Far Away Things Look Small

Most things in the sky are very very far away from us.
Let me introduce you to this little cardboard person, Elvin.

Show the cardboard cutout personYou can make up any names you want.

[If you have the other figure hidden:]
This person has a little cardboard friend, Sherbin—let me go get Sherbin for you.

Will one of you hold Elvin, while I go get Sherbin?

[Have one of the children or a parent hold Elvin
while you walk away to get Sherbin where it is hidden.
Then, standing at a distance, hold up Sherbin and call out….]

Do they look the same size to you? [No.]

Who is bigger, Elvin or Sherbin? [Elvin, of course.]

OK, let’s have them meet each other.

Walk back to the group and hold the two cutouts next to each other side-by-side, then face-to-face.

Which is bigger, Elvin or Sherbin?

[They are the same size!]

So, what happened here? Did Sherbin magically grow up really fast?

[No, Sherbin only looked small when far away.]

This activity can also be done starting out with the two cardboard cutouts together, and not bothering to hide the second cutout figure. In that case, you would verify that “Elvin” and “Sherbin” are the same size at the outset and then have a volunteer walk about 10 meters away with Sherbin. You would then ask which looked bigger, Elvin or Sherbin. [Elvin.] And ask why Sherbin seemed to shrink. You can also ask them:
“Hold up your fingers and show me how big Sherbin looks now. Now show me how big Elvin looks. Let’s see if they are still the same size when Sherbin comes back”
and have the volunteer come back to the group to verify they are still exactly the same size.
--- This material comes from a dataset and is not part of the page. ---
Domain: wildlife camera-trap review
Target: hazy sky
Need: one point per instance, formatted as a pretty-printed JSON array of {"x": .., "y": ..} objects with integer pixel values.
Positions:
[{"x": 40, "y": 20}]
So, now we know that the farther away something is, the smaller it looks.
Raise your hand if you’ve ever seen the full Moon.
Hold your fingers up and show me how big the Moon looks in the sky.

Is the Moon really that big? [No.]

How big is it really?

[Hold hands as far apart as you can.]

It’s bigger than this; bigger than this whole room;
bigger than your entire town or city; bigger than our whole state!

Now let’s go into the planetarium and see what our pretend sky looks like.